In the last year, my life-long habit of playing games has diminished greatly. I am vaguely disturbed by this turn of events, because I can’t decide whether it is a mark of maturity or of having lost something.

So far as I can remember, the habit began with playing chequers with my maternal grandfather. He was never condescending enough to let me win, but held back enough that I always hoped I could win next time. Early in elementary school, I started chess, usually winning although I never systematically learned opening moves or defenses – in fact, I felt that doing so was next to cheating.

Then, some time around the age of ten, I discovered Avalon Hill Games. Nowadays, the imprint seems given over largely to variations of Axis and Allies, but, at the time, they had games based on everything from the Battle of Jutland and The Battle of Britain to the American attack on Guadacanal and the street-fighting during the German invasion of the Soviet Union, all on such an abstract level that I could forget about the implied bloodshed and concentrate on the strategy, as well as ignoring the implied American jingoism I sensed in some of the games

An Avalon Hill Game could take hours to set up, hunting for the right units. It could take hours to play, too, which made it perfect for a long afternoon under a tree with whatever friend I could convince to try the game. But ending the game wasn’t the point to me. What mattered was learning the lay of the land, and the names on the little squares and rectangles. To this day, I can still remember many of the names of the unit leaders on both sides at Gettysburg, and the names of Caesar’s commanders during the siege of Alesia (although I now wonder if some of those were false). In some ways, they were as good as reading.

I never could find many who would play with me, so I often played against myself, taking each side in turn, a practice that may have helped me to write impartially about complex issues. Often, I played against myself when I should have been doing homework, or my own writing.

When the first arcades came out, they were very nearly my downfall – especially the closest one to where I was living. I spent far more quarters than I should have, totally fascinated at the same time I was aware of the banality of most of the games.

Computer games were safe, although in the early days I was inevitably disappointed in the graphics. The best, like the various releases of Civilization, were like extended versions of the Avalon Hill games – ones that I didn’t need to set up. For a couple of years, I kept a Windows partition largely to play games, although I practically danced through the living room when Loki started releasing Linux versions of popular games.
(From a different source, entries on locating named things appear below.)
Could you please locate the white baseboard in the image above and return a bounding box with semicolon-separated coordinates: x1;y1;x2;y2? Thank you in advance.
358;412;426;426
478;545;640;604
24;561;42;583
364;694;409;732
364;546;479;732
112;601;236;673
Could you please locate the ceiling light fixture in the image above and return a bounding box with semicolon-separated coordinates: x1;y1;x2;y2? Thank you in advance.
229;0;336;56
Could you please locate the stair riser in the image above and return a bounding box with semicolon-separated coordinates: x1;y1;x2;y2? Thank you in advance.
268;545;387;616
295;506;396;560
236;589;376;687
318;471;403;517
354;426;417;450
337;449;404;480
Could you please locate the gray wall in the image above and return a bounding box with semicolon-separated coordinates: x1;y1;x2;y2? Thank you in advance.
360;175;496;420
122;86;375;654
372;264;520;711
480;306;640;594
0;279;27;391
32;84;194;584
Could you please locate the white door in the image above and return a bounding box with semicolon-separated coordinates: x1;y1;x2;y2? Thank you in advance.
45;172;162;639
Fortunately for my time management, when I switched entirely to Linux, few games were still available, although I occasionally wasted time on Battle of Wesnoth. Even more fortunately, I never quite got started on online roleplaying; from the couple of times I wrote about them, I’m guessing I would have had serious problem.

But in the two and a half years since I was widowed, I haven’t had time for more than few games of solitaire or backgammon each day to get myself thinking in terms of possibility. Increasingly, I’ve had no time at all, and I’m not sure what to make of the fact.

On the one hand, I worry that this change of habits might be a suppression of the imagination. Like any other faculty of the human brain, the imagination seems something that needs to be exercised. Am I growing dull? I wonder. Letting my imagination and perception stagnate for lack of stimulus?

Or is moving away from games a sign that I am overdue for ending my preparation for life, and getting on with the real thing? Maybe, as as I get on with practical things, I don’t need to prepare so much. I might be too busy getting on with my own business.

I suppose a third alternative is that I’ve been running on the enhanced emotions of grief, until no mental stimulus is effective. But I’m being cautious about finding out, because none of the alternatives appeal to me much.